The issue has made me think seriously about my own use of these tools in my classroom. I considered whether my aims might be at odds with the creators of applications such as wikis and VoiceThread. It concerned me that many educators, like myself, may be pushing the use of applications that take away the challenge that spurs learning. My reasoning was crystallized by the recent entry on the Official Google Docs blog in which an educator shared his mixed success using Google Docs as a collaboration and communication tool. The distinction becomes clear: if the learning objective is the demonstration of content area mastery through creation of a product (and the communication and collaboration enhances that goal), then these tools properly facilitate that process. If the collaboration process itself is the goal, then one must be careful not to implement an application that completes a signification portion of the process for the student.

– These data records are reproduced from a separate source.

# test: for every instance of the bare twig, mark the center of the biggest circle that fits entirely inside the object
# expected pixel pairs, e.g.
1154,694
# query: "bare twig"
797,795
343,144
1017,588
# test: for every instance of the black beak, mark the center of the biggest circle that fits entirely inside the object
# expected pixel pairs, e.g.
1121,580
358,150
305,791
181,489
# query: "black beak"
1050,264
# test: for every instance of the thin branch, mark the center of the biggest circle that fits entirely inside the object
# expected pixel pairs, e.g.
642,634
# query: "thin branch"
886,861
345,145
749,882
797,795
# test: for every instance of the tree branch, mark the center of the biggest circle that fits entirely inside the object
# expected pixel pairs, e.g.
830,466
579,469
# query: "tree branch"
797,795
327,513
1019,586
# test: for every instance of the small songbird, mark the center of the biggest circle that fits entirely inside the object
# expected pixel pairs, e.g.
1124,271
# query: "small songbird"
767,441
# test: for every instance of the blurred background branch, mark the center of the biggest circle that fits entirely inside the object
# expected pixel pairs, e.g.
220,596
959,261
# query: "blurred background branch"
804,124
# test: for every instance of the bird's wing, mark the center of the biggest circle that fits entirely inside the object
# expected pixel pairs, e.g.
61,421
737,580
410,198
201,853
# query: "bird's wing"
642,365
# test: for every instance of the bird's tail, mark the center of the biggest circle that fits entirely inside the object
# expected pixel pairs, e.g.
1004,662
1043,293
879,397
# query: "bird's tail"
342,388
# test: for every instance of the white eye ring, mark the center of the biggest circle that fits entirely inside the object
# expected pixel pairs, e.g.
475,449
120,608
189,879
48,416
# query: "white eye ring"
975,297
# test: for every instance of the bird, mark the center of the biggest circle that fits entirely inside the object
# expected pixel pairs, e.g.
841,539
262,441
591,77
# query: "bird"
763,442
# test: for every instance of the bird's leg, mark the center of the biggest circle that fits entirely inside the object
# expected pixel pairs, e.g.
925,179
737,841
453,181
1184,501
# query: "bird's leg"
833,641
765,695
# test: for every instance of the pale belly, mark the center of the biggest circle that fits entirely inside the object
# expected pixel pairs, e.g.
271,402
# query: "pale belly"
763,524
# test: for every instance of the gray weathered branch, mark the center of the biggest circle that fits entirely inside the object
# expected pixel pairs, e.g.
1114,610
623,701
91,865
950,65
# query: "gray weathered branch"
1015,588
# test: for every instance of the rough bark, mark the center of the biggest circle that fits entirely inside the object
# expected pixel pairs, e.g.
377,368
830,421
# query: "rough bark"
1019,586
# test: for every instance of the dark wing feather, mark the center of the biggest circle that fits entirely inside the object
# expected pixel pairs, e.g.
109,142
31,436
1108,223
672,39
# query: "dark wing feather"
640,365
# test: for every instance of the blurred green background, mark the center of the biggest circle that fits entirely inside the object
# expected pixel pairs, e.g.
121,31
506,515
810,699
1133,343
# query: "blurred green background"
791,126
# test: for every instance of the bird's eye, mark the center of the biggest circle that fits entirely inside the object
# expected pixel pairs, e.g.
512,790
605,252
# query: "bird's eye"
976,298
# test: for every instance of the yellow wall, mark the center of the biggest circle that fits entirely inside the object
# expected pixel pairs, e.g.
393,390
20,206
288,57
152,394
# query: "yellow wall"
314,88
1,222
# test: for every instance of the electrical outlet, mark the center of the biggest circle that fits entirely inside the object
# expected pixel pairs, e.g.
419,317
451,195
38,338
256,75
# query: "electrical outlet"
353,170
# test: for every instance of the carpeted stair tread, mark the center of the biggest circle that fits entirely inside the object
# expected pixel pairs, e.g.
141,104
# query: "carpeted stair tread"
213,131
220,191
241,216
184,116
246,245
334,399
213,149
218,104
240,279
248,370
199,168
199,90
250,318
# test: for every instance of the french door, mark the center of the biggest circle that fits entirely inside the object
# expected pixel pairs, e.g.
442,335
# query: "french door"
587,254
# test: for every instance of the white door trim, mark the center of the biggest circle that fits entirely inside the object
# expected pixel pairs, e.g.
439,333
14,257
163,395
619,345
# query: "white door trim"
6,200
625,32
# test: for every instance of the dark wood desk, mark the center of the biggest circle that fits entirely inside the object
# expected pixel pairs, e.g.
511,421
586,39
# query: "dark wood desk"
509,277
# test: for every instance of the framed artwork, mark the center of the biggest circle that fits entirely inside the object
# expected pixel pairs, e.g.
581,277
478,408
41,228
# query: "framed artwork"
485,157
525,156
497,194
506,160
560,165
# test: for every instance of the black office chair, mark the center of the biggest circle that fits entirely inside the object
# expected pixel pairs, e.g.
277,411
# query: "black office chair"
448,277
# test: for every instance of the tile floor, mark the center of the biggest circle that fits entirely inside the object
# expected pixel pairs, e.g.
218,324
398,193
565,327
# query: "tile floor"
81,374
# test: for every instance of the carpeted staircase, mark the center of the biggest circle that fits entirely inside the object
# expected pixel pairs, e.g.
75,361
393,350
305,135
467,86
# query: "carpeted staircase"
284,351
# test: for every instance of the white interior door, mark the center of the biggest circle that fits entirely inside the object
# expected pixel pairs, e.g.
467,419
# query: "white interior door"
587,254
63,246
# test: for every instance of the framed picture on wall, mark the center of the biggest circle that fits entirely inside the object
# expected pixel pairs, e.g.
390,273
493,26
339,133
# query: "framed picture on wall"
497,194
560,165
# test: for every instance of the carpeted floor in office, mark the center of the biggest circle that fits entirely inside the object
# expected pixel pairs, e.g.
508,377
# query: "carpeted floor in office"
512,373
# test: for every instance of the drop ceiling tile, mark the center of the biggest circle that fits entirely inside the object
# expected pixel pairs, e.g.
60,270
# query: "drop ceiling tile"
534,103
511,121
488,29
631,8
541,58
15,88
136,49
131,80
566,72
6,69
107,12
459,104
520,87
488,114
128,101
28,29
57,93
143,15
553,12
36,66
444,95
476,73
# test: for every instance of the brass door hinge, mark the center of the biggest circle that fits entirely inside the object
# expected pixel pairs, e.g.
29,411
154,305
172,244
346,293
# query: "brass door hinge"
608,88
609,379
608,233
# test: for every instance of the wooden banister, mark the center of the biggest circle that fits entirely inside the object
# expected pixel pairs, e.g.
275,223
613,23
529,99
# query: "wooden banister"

In my own classroom, more often than not, I am seeking to measure mastery of the Science concepts and these tools can provide simple options for student assessment (and self-assessment by the students). Just as the use of calculators in a mathematics class is appropriate if the teacher is assessing something other than the student’s ability to perform arithmetic operations, so must these tools be deemed appropriate only when they do not remove the impetus to learn.

In the end, the presence of this controversy suggests that critical review is an important part of the incorporation of digital tools into education. Are Web 2.0 tools on the horizon that will be catered to the needs of educators by encouraging collaboration and communication without doing too much for students?

4 thoughts on “Is Web 2.0 Inherently Wrong for Education?

  1. In a primary school context, I think Web 2.0 also offers authentic opportunities for students to communicate ideas. We’ve just had a school concert: we put up a simple Animoto using stills from the concert, and the kids write a paragraph about it, which their family and friendscan read at home. It’s fun, it’s motivating, and it has to meet my literacy standards for that age group.
    Oh, and BTW, Animoto offers its program free to educators.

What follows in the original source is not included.